Consta que a televisão vai promover a selecção de sete maravilhas de origem portuguesa, que existirão no mundo. Para levantar o orgulho nacional, que tão rasteiro anda, é o que dizem! E é mais que certo voltarmos nós outra vez ao mar tenebroso, e aos padrões imperiais semeados nas dunas, e às fachadas de catedrais instáveis, e a ruínas de fortalezas velhas.
O concurso é um exercício lamentável, senão mesmo nocivo! Porque em vez de ensinar os portugueses a entender a história, e os ajudar a ser gente, prefere a televisão transformar-lhes a cabeça em logradouro de mitos imprestáveis.
Entre os séculos XV e XVI, a elite dirigente levou Portugal para o mar, a edificar um império. Teria o país por junto um milhão de habitantes, e recursos por força limitados, para a imensidão da tarefa. Mas os portugueses partiram, e lá chegaram à Índia, e um deles deu a volta ao mundo inteiro.
A importância de tais cometimentos, a grandeza das realizações, e o seu significado humano não sofrem contestação, por serem da ordem do transcendente. Mas nunca houve bela sem senão, e o senão de Portugal foi um só: qualquer povo que, em condições semelhantes, empreende uma tarefa tal... não pode falhar o empreendimento. Por pôr em cima da mesa os trunfos todos que tem, fica de peito no fio da navalha. Ou ganha, ou não sobrevive.

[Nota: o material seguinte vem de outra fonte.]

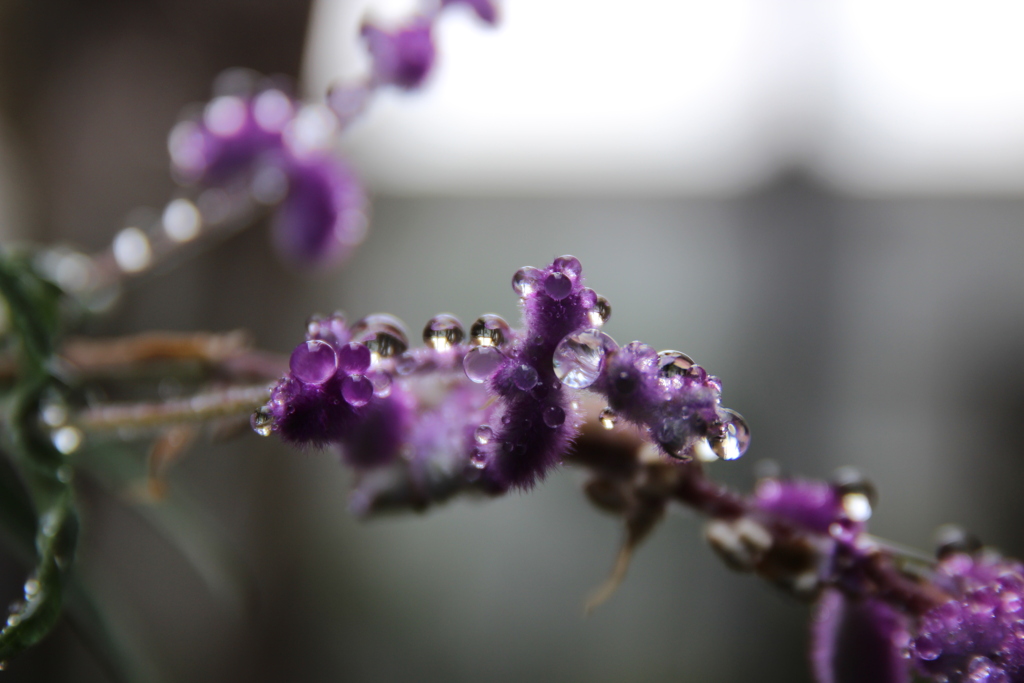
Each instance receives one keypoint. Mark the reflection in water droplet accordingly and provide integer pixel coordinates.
(383, 334)
(67, 439)
(524, 377)
(526, 281)
(313, 361)
(579, 358)
(554, 416)
(481, 361)
(674, 364)
(356, 390)
(483, 434)
(262, 421)
(600, 313)
(442, 332)
(489, 330)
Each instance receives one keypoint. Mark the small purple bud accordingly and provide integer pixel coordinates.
(524, 377)
(353, 358)
(557, 286)
(313, 361)
(402, 57)
(356, 390)
(481, 361)
(554, 416)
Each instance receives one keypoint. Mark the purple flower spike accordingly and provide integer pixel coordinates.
(485, 9)
(857, 641)
(403, 57)
(979, 634)
(323, 216)
(313, 361)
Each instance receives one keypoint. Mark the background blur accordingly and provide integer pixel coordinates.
(818, 201)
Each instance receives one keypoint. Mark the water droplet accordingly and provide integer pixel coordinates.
(442, 332)
(313, 361)
(67, 439)
(580, 357)
(181, 220)
(600, 312)
(262, 421)
(356, 390)
(131, 250)
(483, 434)
(381, 382)
(526, 281)
(554, 416)
(862, 495)
(568, 265)
(481, 361)
(557, 286)
(478, 459)
(735, 436)
(674, 364)
(489, 330)
(524, 377)
(353, 358)
(383, 334)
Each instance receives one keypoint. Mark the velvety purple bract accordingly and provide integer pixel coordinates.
(402, 57)
(857, 641)
(978, 635)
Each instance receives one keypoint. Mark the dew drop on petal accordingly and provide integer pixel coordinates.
(524, 377)
(442, 332)
(481, 361)
(526, 281)
(554, 416)
(569, 265)
(483, 434)
(262, 421)
(383, 334)
(489, 330)
(674, 364)
(557, 286)
(356, 390)
(353, 358)
(600, 312)
(313, 361)
(580, 357)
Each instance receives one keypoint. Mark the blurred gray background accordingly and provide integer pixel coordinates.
(879, 326)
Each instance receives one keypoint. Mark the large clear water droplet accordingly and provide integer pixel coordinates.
(580, 357)
(489, 330)
(481, 361)
(524, 377)
(554, 416)
(383, 334)
(262, 421)
(483, 434)
(600, 312)
(313, 361)
(442, 332)
(526, 281)
(353, 358)
(674, 364)
(356, 390)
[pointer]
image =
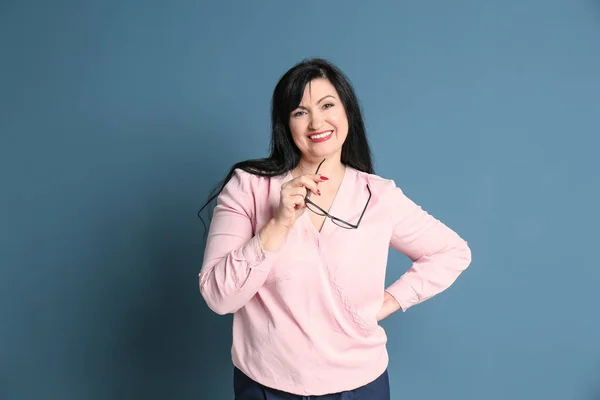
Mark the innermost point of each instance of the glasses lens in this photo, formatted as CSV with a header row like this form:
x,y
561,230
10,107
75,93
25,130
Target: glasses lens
x,y
342,224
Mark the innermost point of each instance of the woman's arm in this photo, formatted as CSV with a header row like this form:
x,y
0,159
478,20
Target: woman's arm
x,y
439,255
236,261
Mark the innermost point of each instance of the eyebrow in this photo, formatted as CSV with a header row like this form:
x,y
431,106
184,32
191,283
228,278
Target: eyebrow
x,y
322,98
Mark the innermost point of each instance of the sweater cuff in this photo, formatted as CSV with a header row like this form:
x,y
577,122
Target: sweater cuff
x,y
256,256
404,294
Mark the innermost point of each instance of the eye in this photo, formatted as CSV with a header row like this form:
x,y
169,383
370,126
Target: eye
x,y
297,114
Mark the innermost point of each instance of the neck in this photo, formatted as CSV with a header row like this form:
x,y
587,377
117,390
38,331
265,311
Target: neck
x,y
330,167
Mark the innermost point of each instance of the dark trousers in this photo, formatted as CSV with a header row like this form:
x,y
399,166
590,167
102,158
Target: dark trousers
x,y
247,389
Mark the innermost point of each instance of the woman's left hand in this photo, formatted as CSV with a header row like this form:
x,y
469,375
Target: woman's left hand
x,y
390,305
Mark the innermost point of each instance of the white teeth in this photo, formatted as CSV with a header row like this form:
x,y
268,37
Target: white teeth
x,y
322,135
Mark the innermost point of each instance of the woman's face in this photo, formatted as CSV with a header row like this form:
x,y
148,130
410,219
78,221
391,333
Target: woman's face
x,y
319,124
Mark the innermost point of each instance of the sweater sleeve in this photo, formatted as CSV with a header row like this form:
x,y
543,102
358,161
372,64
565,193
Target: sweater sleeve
x,y
439,254
235,265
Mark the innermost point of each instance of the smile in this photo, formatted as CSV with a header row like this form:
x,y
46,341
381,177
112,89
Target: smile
x,y
321,136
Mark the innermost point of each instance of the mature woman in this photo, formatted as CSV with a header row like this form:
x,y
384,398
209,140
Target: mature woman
x,y
298,246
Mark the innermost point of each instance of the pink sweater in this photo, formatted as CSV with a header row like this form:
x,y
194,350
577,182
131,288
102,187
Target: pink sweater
x,y
305,316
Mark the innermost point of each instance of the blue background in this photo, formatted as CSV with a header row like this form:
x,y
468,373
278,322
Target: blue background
x,y
118,117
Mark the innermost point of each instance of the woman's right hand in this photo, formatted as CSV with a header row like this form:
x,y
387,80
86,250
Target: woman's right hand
x,y
293,192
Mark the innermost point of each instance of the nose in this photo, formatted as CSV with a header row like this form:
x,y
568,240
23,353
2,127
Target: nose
x,y
316,122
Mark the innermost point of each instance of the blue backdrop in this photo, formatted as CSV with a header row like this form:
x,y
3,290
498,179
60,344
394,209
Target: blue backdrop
x,y
118,117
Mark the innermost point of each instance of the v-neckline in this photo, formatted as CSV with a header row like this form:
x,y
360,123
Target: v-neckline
x,y
332,207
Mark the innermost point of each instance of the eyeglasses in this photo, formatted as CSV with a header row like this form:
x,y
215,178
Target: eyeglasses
x,y
339,222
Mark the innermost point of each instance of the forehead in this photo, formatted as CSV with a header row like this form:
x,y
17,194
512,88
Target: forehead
x,y
317,89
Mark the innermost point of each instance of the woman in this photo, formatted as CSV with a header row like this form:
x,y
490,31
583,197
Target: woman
x,y
298,245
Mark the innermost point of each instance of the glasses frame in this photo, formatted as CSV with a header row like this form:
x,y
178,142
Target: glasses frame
x,y
338,221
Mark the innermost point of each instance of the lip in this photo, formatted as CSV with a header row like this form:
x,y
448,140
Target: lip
x,y
321,139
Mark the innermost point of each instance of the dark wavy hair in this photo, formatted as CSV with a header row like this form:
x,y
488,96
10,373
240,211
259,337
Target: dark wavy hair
x,y
284,154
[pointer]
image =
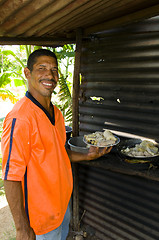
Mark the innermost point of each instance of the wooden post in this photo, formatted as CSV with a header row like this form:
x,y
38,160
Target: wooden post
x,y
76,85
75,126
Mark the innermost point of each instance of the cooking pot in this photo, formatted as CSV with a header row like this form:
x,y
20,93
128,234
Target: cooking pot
x,y
130,143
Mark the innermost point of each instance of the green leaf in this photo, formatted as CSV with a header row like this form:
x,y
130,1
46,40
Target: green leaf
x,y
9,52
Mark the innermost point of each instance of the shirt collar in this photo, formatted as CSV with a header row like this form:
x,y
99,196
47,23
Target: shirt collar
x,y
52,119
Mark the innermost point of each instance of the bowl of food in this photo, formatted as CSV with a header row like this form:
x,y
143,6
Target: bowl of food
x,y
101,139
137,149
77,145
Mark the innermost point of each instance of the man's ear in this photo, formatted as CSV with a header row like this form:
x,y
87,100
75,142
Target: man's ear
x,y
27,72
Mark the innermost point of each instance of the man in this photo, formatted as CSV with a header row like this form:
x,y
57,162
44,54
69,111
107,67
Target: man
x,y
36,166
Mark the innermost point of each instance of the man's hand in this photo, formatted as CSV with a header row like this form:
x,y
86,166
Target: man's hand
x,y
96,152
27,235
93,153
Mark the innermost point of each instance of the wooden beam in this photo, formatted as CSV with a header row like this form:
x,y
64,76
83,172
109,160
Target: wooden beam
x,y
76,84
75,126
36,41
125,20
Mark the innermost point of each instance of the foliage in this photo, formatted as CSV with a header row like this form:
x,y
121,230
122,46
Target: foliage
x,y
12,66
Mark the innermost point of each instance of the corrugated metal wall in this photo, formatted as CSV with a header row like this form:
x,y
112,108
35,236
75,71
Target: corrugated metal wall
x,y
118,207
120,91
120,81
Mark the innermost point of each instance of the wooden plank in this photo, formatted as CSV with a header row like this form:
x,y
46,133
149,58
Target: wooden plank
x,y
119,22
74,21
45,25
52,42
27,12
93,15
8,7
76,84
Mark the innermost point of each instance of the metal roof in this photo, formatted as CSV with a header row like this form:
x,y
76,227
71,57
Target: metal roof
x,y
54,22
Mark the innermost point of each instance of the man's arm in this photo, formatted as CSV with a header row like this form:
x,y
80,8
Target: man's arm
x,y
14,195
93,153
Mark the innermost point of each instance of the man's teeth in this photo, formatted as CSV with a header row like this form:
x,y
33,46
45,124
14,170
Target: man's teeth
x,y
48,84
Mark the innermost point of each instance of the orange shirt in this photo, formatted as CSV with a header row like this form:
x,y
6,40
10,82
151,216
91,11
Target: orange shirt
x,y
33,150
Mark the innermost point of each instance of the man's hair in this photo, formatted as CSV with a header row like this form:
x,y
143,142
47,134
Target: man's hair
x,y
38,53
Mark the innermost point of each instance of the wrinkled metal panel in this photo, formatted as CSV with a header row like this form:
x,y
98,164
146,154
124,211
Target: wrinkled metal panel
x,y
30,20
117,206
120,81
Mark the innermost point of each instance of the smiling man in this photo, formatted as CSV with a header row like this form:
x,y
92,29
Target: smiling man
x,y
36,166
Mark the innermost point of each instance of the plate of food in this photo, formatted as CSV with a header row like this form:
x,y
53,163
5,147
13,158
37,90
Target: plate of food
x,y
101,139
140,149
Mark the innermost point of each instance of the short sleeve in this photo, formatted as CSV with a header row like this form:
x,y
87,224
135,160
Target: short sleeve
x,y
15,145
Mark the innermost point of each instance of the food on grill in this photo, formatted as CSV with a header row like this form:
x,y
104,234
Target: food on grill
x,y
144,149
100,139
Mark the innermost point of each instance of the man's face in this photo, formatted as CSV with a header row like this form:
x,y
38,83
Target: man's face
x,y
43,78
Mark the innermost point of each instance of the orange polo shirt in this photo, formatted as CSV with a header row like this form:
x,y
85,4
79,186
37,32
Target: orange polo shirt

Cinquenta anos depois o império da Índia era uma bancarrota, e até a independência de Portugal se perdeu. O Brasil algum tempo mais tarde, a África de ontem, e a moderna Europa de hoje, nunca chegaram a ser, para os portugueses concretos, mais do que miragens perseguidas.
Face à indisfarçável decadência, as elites nacionais afadigaram-se a criar mitos pintados, assobiaram para o ar, puseram culpas ao Velho do Restelo. Ainda não pararam de o fazer. E já era tempo de a televisão saber que a única maravilha de origem portuguesa, merecedora de registo, é Portugal ainda existir.